Selain itu, terang Idham, yang berhak menerbitkan e-KTP itu merupakan wewenang dari Kementerian Dalam Negeri (Kemendagri).
"Sekarang pertanyaannya siapa yang menerbitkan KTP elektronik, KPU atau Kemendagri, ya sudah.
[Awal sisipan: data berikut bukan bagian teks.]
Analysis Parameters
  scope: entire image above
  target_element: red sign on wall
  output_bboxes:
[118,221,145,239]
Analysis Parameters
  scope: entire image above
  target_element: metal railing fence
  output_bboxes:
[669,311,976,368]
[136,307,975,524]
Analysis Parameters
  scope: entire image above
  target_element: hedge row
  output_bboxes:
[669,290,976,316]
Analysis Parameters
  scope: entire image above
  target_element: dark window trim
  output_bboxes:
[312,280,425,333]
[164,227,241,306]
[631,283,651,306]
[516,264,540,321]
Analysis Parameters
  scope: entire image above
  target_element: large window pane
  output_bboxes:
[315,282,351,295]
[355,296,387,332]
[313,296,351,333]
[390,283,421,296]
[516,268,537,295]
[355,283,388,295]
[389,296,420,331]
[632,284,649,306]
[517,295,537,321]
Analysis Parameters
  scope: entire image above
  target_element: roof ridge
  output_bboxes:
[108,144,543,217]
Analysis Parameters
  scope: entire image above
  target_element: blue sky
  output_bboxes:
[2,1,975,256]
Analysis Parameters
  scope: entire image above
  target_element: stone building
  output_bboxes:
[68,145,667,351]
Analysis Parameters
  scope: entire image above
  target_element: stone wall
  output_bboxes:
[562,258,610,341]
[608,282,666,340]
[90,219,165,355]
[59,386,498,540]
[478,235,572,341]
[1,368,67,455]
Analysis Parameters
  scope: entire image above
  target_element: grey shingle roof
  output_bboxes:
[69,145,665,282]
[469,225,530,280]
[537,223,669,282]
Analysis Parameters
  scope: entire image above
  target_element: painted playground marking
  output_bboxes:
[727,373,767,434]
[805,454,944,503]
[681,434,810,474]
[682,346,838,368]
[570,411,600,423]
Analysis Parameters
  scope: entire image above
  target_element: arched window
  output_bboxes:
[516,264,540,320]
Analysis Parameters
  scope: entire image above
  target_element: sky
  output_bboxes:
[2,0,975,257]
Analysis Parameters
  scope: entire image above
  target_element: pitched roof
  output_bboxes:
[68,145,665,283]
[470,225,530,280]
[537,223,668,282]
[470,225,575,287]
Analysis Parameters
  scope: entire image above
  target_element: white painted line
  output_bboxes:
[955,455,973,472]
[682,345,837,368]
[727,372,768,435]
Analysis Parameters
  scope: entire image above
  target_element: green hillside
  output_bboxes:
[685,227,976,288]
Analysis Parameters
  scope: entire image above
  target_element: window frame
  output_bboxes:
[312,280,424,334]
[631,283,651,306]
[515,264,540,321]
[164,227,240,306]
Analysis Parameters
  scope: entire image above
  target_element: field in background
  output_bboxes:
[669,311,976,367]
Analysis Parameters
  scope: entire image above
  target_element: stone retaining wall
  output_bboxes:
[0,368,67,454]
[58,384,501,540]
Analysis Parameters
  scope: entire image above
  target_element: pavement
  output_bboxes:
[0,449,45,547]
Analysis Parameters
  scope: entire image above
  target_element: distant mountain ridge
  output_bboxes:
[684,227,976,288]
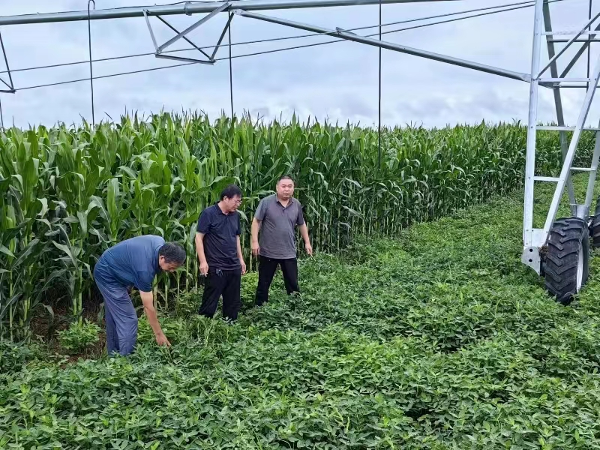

Karena administrasi kependudukan yang mengelola dan menerbitkan itu adalah lembaga di luar KPU dan sebagaimana undang-undang kependukdukan adalah Dinas Kependudukan," kata Idham.
Sebelumnya, Komisioner Komnas HAM Saurlin P Siagian menjelaskan penyebab para nakes dan warga binaan atau narapidana kehilangan hak pilihnya pada Pemilu 2024.
Untuk nakes, kata Saurlin, mereka kehilangan hak pilih karena tidak ada Tempat Pemungutan Suara (TPS) di banyak rumah sakit (RS) di Indonesia.
"Hampir seluruh rumah sakit tidak memiliki TPS khusus sehingga ratusan tenaga kesehatan dan pasien kehilangan hak pilih," kata Saurlin dalam konferensi pers di Menteng, Jakarta Pusat, Rabu kemarin.
Sedangkan ribuan warga binaan kehilangan hak pilih karena mereka tidak terdaftar dalam Daftar Pemilih Tetap (DPT).
Catatan Komnas HAM, ada 1.804 warga binaan di Lapas Kelas 1 Medan tidak bisa menggunakan hak pilihnya karena tidak memiliki e-KTP.
"Sementara itu, di Rutan Kelas IIB Kabupaten Poso sebanyak 205 WBP (Warga Binaan Pemasyarakatan) yang masuk dalam DPTb (Daftar Pemilih Tambahan) tidak dapat menggunakan hak pilihnya karena kekurangan surat suara," ujarnya.
Hal sama juga terjadi di Lapas Kelas IIA Manado, menurutnya, sekitar 101 warga binaan tidak bisa menggunakan hak pilih karena kekurangan surat suara.
Selain itu, temuan Komnas HAM lainnya, yakni terkait akses bagi kelompok disabilitas yang sangat kurang.
"Selain sarana dan prasarana di lokasi TPS yang tidak ramah disabilitas, Komnas HAM juga tidak menemukan adanya surat suara braile bagi pemilih netra," kata Saurlin.